Another source observes that the consumer protection desk of the CBN needs to be more awake to its responsibilities. Industry watchers say that the apex bank also needs to compel relevant stakeholders in the electronic payment value chain to resolve disputes much more quickly.

Dupe Atoki, director-general, Consumer Protection Council (CPC), had earlier declared that the body was taking a sectoral approach to ensuring standards compliance and protection of consumer rights. According to analysts, the financial services sector should be top priority.

“There’s little a bank can do because they do not switch for themselves. There is a CBN guideline that stipulates that disputes are resolved within 24 hours,” Rasaq Olaegbe, an e-payment expert, tells BusinessDay.

According to him, the CBN needs to prevail on Interswitch and the Nigerian Inter-Bank Settlement System (NIBSS) to adhere to the guidelines, adding, “Banks also have their internal issues. They are faced with capacity constraints.”
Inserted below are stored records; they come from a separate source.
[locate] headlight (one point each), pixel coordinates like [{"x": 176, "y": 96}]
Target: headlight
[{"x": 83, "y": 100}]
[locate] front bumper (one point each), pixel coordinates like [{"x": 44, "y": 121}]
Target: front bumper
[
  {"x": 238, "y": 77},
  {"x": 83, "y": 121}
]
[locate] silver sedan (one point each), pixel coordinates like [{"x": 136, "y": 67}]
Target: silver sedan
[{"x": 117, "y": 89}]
The cash-lite initiative of the CBN is aimed at curbing some of the negative consequences associated with the high usage of physical cash in the economy, including high cost and risk of using cash, as well as the lure to corruption which could attend cash transactions. ATM-customers

There were about 11,000 ATMs in the country as at the end of 2013, with many of them being dysfunctional, according to CBN. As electronic payments gain ground, the number of connected card readers has increased to about 158,000 from 5,000 before 2012.

The value of transactions rose 26 percent to N1.4 trillion in the first half of 2013 from the year-earlier period. According to the Q2 report on the electronic transaction activities for the year released by the NIBSS, PoS records an average volume of 591,000 transactions on a monthly basis.

Available statistics also show that Nigerians who make use of NIBSS Electronic Funds Transfer (NEFT) system to send money transferred over N11.63 trillion between January and October 2013, according to a report. NIBSS EFT is a system where a bank customer issues an instruction for a specific amount of money to be transferred to a beneficiary who is a customer of another bank.

Industry analysts say the CBN’s cash-lite policy has recorded relative success, but it is still hampered by poor internet connectivity and e-fraud. The apex bank sees the move as a way of reducing transaction costs, countering corruption and bringing more Nigerians into a financial fold estimated to have left out 46 percent of the 167 million-strong population.

For Onajite Regha, chief executive officer, Electronic Payment Providers Association of Nigeria (E-PPAN), “Poor connectivity from mobile operators is a significant drawback to the adoption of e-payments in the country.”

But Stephen A. Bello, principal partner, Kayafas Konsult Limited, has a different view. According to him, e-payments are putting a lot of pressure on the mobile networks leading to deteriorating quality of service (QoS). The effect of extra traffic imposed on the existing networks poses serious degradation in QoS, said Bello at an industry forum.

The CBN has stepped up direct engagements with Mobile Network Operators (MNOs). The apex bank is looking to fashion out new intervention that could, in the short to medium term, alleviate connectivity challenges associated with e-payments.

“Engagement between the CBN and telcos is ongoing. We have stepped up engagement with the telcos because without them e-payments cannot succeed,” Olusuyi Adaramewa, deputy director, CBN, told BusinessDay at an industry forum.